I agree with this article. I love the fact that fundamental thinking takes the center stage in this article, though, recognizing the fact that sooner, than later, oil will rise probably next year half way in June or July.

 Monday, 02 November 2009 17:27 EST - Posted by erich

 
The law of supply and demand is not repealed by dollar weakness, the price of oil is down or up depending on which currency is used to buy it.

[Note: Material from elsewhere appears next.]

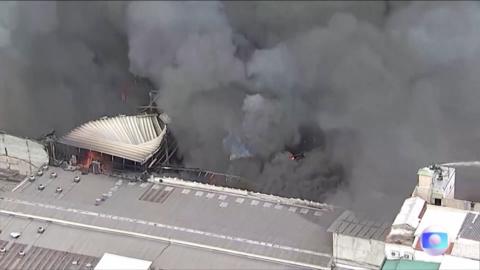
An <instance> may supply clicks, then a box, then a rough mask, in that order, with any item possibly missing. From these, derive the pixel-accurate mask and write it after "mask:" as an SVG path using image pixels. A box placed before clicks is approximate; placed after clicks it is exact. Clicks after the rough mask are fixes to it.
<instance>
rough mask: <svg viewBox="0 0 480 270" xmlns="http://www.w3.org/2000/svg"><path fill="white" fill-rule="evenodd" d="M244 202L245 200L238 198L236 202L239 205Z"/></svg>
mask: <svg viewBox="0 0 480 270" xmlns="http://www.w3.org/2000/svg"><path fill="white" fill-rule="evenodd" d="M244 201H245V199H244V198H237V199H236V200H235V202H237V203H243V202H244Z"/></svg>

 Monday, 02 November 2009 19:42 EST - Posted by Todd Markle

 
I believe the price of oil is not correlated to supply and demand or the dollar. If you look back, oil prices dropped when the big brokerage houses were in financial trouble and were therefore not in a position to speculate on the movement of oil. Now that they have been bailed out and are on more solid footing they are speculating on oil again, causing the price to increase. Check the dates of the brokerage houses health and liquidity against the price of oil and you will see the correlation between the stability of the big brokerage houses and the price of oil.

 Monday, 02 November 2009 20:30 EST - Posted by erich

 
Todd, you're making the case for supply/demand, the market makes no distinction of who the buyers or sellers are.

 Monday, 02 November 2009 21:33 EST - Posted by Todd

 
Yes, I agree except the buyers and sellers in this case are not making those decisions based on need or demand but for pure profit. I am all for this. I have not problem with anyone making money in our free market society. They are also making money on the rise or the fall of the price of oil based on what particular trade they are executing. They do not take delivery(they hope) or reduce their supply based on their trades. Help me out here if I am wrong.

 Tuesday, 03 November 2009 13:51 EST - Posted by erich

 
all commerce is about profit while it fills a need. It takes two to make a market, a buyer (demand) and a seller (supply). If a buyer doesn't want to take delivery he has to find another buyer who will settle with seller at whatever likely lower price he will accept. That's what makes a market or speculation if you will.
Conversely, in gold right now we seem to have speculators forcing sellers to make physical delivery since they are sensing a short squeeze opportunity.